At the heart of the web portal is the Chronicle, which gives a comprehensive chronological overview of Friedrich’s oeuvre as well as an insight into his life and times: visitors to the portal can choose to show or hide important events in the artist’s biography and information on what was happening at the time; they can also listen to Friedrich’s words voiced by actor Hanns Zischler. Visitors can instantly obtain listings of more than 500 events, works and statements by the artist depending on their selection – from Highlights to the advanced Expert mode. Viewers can find out more about individual artworks from the detailed texts on upwards of 70 works. The result is a comprehensive view of his oeuvre, supplemented by various expert perspectives on his art.
An entry point into Friedrich’s imagery on the web portal is Shortcuts on subjects such as Who am I?, “Feelings alone tell you what’s beautiful” and Best Friends Forever, which explore Friedrich’s world and work tongue in cheek. Friedrich’s works are well-known and popular yet are not “feelgood” art. They combine fantasy and austerity, misery and hope, subjectivity and universality, precision and openness. They do not provide any answers; rather, they invite questions and also connections to be made with today’s walks of life.
The format Digital Stories goes one step further: it deals with iconic paintings one by one, taking each piece as a starting point for historical and topical questions and theories. The Stories facilitate a deep-dive into the artworks by providing details and background. Digital Stories starts in informative and playful fashion with the work Wanderer above the Sea of Fog, created around 1817. A preliminary sketch for this painting can be dragged over the painting with the mouse; Friedrich takes us with him on his excursions, and a quick quiz reveals why we, the viewers today, travel.
In the anniversary year 2024, a section on the reception his art received in the decades and centuries since his death will be added to Chronicle, which for now focuses on Friedrich’s lifetime from 1774 to 1840. During the preparations for the three exhibitions, further content from the cooperation partners in Hamburg, Berlin and Dresden will be added, including texts and audio files on Friedrich’s key works, further Digital Stories and, in the future, additional multimedia content ranging from gigapixel image to visualisation using art technology tools.
The Culture Data Space
The web portal for the commemoration of the 250th anniversary of the birth of Caspar David Friedrich is a Smart Museum Services use case within the digital project “Culture Data Space”. The “Culture Data Space” (in German) is a joint infrastructure project of acatech – National Academy of Science and Engineering – the Ministry of Culture and Media of the Free and Hanseatic City of Hamburg, the Fraunhofer Institute for Applied Information Technology FIT as well as further partner organisations on a case-by-case basis.
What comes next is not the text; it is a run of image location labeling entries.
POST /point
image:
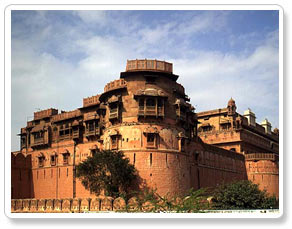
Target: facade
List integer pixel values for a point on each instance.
(227, 129)
(145, 114)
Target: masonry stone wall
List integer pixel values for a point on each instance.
(139, 105)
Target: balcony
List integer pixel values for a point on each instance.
(114, 113)
(261, 156)
(153, 65)
(39, 142)
(150, 111)
(92, 132)
(181, 116)
(75, 134)
(116, 84)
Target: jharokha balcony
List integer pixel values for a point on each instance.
(261, 156)
(116, 84)
(148, 65)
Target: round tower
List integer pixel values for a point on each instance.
(231, 107)
(148, 117)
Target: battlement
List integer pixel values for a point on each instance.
(153, 65)
(66, 115)
(180, 89)
(89, 101)
(45, 113)
(116, 84)
(261, 156)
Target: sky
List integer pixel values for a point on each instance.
(60, 57)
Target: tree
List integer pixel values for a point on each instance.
(242, 195)
(106, 170)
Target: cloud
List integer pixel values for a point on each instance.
(92, 16)
(66, 56)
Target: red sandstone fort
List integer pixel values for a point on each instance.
(147, 115)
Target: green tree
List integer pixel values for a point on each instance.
(242, 195)
(106, 170)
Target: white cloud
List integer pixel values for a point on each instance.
(92, 16)
(44, 77)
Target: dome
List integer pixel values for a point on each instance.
(231, 102)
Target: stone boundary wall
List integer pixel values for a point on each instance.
(72, 205)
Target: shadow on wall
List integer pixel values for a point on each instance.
(21, 176)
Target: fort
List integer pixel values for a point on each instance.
(146, 115)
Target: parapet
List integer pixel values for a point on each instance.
(153, 65)
(45, 113)
(116, 84)
(66, 115)
(89, 101)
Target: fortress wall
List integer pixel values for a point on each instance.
(265, 173)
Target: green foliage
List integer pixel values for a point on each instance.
(106, 170)
(242, 195)
(195, 201)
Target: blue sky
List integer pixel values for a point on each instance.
(60, 57)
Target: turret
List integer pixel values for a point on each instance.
(267, 125)
(250, 117)
(231, 107)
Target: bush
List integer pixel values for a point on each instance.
(242, 195)
(106, 170)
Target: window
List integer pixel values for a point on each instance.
(207, 128)
(150, 102)
(134, 159)
(65, 130)
(182, 144)
(225, 126)
(114, 141)
(38, 135)
(151, 140)
(53, 160)
(66, 158)
(23, 141)
(41, 161)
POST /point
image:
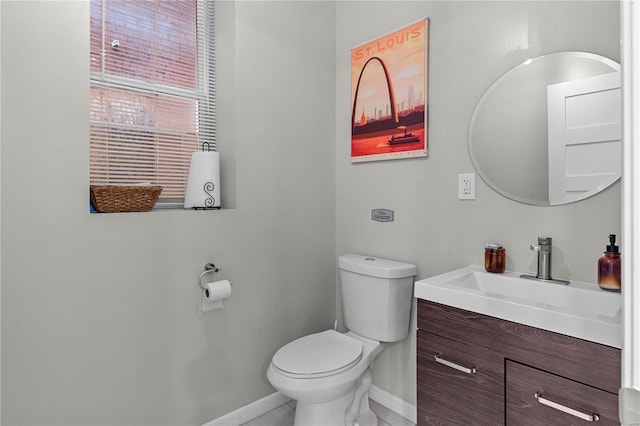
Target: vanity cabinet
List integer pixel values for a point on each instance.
(475, 369)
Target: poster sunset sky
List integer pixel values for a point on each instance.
(389, 95)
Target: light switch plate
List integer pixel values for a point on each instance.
(467, 186)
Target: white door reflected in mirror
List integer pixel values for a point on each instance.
(510, 127)
(585, 140)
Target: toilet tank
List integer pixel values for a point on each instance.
(376, 296)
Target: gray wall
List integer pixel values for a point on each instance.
(471, 45)
(100, 313)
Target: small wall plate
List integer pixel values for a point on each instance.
(382, 215)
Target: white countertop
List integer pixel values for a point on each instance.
(579, 309)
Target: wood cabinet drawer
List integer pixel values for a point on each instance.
(525, 409)
(591, 363)
(447, 396)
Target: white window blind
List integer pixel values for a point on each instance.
(152, 91)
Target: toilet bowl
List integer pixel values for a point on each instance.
(329, 373)
(323, 373)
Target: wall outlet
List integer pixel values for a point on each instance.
(467, 186)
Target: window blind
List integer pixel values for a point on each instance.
(152, 91)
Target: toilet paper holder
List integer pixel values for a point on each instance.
(209, 267)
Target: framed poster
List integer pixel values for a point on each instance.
(389, 81)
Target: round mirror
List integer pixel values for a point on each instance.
(548, 132)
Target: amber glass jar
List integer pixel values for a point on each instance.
(494, 258)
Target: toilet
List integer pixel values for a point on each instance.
(329, 373)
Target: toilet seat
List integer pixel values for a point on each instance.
(318, 355)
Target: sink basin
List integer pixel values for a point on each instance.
(579, 309)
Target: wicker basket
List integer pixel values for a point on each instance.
(124, 198)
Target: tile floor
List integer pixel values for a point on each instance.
(283, 416)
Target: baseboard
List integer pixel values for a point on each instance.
(250, 411)
(393, 403)
(276, 399)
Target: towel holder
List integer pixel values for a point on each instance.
(209, 267)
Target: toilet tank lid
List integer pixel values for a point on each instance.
(375, 266)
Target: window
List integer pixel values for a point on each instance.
(152, 91)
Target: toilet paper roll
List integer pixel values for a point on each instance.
(203, 183)
(217, 291)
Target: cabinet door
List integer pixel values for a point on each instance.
(463, 386)
(535, 397)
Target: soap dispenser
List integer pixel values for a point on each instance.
(609, 267)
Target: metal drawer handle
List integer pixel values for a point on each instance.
(453, 365)
(579, 414)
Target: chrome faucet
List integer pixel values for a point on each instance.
(544, 262)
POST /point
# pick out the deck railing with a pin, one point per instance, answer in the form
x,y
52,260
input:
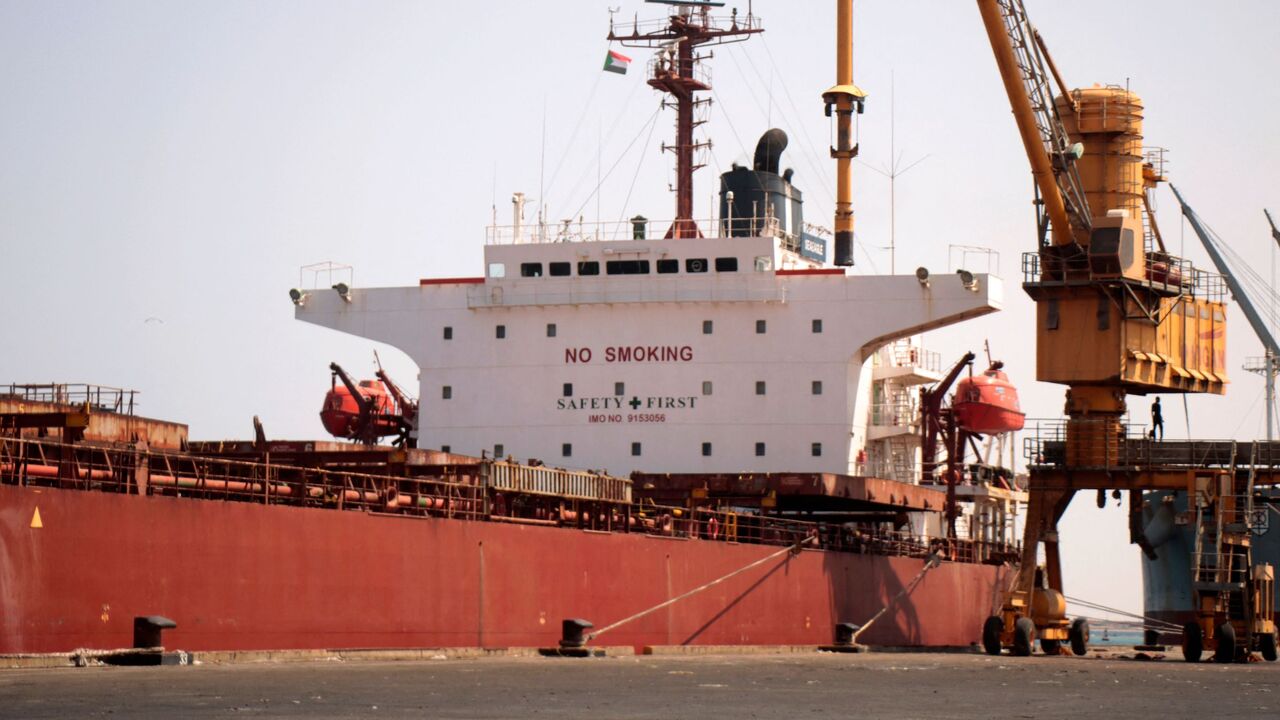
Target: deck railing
x,y
483,491
99,397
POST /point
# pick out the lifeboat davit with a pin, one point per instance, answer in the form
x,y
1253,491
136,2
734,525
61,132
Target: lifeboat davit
x,y
987,404
341,411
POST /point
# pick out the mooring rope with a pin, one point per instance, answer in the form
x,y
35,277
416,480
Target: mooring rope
x,y
791,548
1152,621
933,561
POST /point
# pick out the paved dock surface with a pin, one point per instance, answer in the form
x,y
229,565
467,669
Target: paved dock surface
x,y
727,687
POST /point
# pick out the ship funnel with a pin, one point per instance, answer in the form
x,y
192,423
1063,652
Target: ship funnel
x,y
759,201
768,151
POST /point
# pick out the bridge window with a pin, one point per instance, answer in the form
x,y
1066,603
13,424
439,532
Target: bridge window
x,y
627,267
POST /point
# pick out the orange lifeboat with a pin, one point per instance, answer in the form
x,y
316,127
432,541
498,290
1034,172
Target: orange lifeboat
x,y
987,404
341,413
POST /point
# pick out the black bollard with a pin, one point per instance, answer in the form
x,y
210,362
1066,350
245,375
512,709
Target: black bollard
x,y
574,633
147,628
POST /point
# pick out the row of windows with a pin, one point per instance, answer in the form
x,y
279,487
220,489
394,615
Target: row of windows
x,y
621,388
762,327
592,268
636,450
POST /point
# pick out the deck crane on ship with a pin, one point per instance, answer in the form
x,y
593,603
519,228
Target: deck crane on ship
x,y
1116,315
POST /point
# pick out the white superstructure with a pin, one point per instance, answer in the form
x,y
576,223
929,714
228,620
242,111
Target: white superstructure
x,y
686,355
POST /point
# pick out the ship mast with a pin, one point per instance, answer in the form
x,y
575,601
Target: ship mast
x,y
846,99
676,71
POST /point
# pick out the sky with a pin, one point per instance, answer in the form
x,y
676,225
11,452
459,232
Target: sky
x,y
167,168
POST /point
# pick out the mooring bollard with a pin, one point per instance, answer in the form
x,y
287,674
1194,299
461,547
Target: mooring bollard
x,y
147,629
574,633
844,641
845,633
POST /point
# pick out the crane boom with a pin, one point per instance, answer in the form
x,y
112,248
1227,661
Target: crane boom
x,y
1048,146
1251,313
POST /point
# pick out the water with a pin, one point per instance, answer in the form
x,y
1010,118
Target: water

The “Culture Data Space” is one of 18 flagship projects in the federal government’s digital strategy. It is fully state-funded by the Beauftragte der Bundesregierung für Kultur und Medien (Federal Government Commissioner for Culture and the Media). Its purpose is to facilitate the creation of a digital network of cultural institutions and the creative industry and the sharing of cultural data with data sovereignty being ensured. The key principle is to protect the data sovereignty of data owners, copyright holders and service providers in the culture, media and creative industries. The idea is that the “Culture Data Space” will make it easier in the future to create offerings similar to the web portal for Caspar David Friedrich. During work on the web portal key requirements and the first prototypes have been and are being identified and described, which will form the basis for developing processes and standards for the “Culture Data Space”.
Caspar David Friedrich was born in Greifswald on 5 September 1774. He went to Copenhagen to study at the school of visual art and subsequently moved to Dresden. He juxtaposed academic traditions with his own sources of inspiration, which he found in nature; for example, when hiking in the environs of Dresden. He started a family there, and was very successful for a period before his art went out of fashion. More than half a century after his death in 1840, the Centennial Exhibition of German Art in Berlin in 1906 sparked his rediscovery, which saw him celebrated as a forerunner of Modernism. He remains popular today and his art seems particularly relevant, for one, because it embodies the relationship between humankind and nature.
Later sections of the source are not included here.